Mills is a master at creating mood. Old Alan Lomax jazz recordings and a pitch-perfect piano score constantly tweak the prevailing tone of the film. The evocative shot compositions attest to Mills’ graphic design background as they create both storytelling and style. Many scenes in Beginners manage to simultaneously stir up the heartbreak of loss and the exuberant uncertainty of potential love.
Some of Mills’ stylistic choices in Beginners are overtly self-conscious and surprisingly effective. When Oliver gives a narrated tour of his home and life to the dog he inherits from his father, he voices the nuances of his lonely worldview. Through subtitles, the dog (or its imagined voice) even talks back, with wry wit and humor. In most films, such techniques tend to feel gimmicky or manipulative and fall flat, but here Mills strikes just the right note. Narrated sequences of still images are used to explain Oliver’s family history and some of his musings, and Mills manages to fill these sequences with emotion and vivacity when they easily could have come across as tacked-on slideshows.
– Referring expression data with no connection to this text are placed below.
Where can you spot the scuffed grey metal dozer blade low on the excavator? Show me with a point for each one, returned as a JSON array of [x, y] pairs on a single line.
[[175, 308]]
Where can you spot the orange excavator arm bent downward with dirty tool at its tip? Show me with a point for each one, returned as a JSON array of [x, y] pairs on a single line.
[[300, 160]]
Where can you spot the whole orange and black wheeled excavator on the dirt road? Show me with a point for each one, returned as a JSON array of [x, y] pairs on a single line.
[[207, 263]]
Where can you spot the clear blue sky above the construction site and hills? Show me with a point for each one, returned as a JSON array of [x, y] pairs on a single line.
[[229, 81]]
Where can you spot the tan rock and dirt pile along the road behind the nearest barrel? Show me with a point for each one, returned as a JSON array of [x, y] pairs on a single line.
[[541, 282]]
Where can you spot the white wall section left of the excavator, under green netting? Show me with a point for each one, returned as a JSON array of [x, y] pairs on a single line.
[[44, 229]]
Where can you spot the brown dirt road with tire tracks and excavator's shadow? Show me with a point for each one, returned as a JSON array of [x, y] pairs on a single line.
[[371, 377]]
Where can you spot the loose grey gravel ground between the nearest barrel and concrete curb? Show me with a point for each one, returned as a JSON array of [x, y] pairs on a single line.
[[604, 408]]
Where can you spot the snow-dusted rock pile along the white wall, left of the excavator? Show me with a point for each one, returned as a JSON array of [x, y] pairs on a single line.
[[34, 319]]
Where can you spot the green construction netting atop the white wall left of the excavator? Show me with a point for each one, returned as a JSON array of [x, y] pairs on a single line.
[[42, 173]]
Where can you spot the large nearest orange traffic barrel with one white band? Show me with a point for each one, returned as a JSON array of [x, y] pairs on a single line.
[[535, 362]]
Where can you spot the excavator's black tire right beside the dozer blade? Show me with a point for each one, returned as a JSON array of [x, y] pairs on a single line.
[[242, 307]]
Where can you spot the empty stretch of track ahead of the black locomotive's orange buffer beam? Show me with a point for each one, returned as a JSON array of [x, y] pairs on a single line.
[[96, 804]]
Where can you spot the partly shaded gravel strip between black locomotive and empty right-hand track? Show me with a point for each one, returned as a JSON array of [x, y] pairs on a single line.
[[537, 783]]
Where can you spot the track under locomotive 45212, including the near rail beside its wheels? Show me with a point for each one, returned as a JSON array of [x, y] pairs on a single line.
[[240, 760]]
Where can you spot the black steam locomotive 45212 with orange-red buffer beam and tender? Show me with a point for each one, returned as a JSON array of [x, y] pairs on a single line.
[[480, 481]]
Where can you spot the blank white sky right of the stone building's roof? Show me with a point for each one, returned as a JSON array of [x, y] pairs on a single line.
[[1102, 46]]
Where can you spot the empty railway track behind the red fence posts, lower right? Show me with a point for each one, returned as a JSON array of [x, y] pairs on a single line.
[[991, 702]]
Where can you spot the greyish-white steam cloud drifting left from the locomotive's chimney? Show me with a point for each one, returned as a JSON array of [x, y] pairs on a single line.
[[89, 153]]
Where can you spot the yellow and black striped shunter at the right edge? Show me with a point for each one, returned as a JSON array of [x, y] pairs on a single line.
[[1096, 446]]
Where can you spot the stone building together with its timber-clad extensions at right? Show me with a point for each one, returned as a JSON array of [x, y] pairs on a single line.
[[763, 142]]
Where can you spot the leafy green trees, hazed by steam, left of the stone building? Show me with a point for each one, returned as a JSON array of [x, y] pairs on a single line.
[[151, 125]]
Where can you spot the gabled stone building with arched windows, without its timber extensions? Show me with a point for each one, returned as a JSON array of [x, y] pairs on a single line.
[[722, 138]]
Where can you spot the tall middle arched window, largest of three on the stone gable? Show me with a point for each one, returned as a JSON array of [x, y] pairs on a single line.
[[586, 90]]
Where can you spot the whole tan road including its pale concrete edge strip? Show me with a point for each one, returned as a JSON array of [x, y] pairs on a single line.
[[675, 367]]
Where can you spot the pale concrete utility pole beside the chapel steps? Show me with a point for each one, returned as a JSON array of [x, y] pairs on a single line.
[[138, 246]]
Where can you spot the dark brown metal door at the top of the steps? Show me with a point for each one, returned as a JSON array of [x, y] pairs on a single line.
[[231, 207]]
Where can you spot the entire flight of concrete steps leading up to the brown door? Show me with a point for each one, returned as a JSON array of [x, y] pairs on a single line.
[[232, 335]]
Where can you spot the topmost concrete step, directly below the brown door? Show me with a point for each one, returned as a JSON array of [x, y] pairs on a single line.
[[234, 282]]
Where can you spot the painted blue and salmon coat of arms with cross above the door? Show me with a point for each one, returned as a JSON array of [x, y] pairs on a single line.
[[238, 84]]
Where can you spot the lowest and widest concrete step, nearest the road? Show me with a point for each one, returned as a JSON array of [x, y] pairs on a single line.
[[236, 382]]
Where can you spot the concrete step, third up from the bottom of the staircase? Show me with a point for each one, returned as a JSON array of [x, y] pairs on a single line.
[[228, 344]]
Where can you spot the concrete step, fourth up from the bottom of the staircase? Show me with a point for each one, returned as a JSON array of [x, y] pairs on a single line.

Given its subject matter, Beginners is in part a political film, but Mills’ messages are subtly crafted and driven by the humanity of the film’s characters, not by polemical arguments. Talk of Harvey Milk and a creative explanation of the gay pride flag make their way into the film briefly, but the case for gay equality is made by depicting a number of richly developed gay characters whose charms and imperfections will be transparently human in the eyes of any viewer. In this sense, Beginners may be the most effective type of political film.
Humorous and moving, Beginners will surely delight audiences well beyond the typical art house crowd, and one can only hope mainstream moviegoers will see the film. The future of risky Hollywood projects and American political debate will be brighter if films like Beginners reach a wide audience.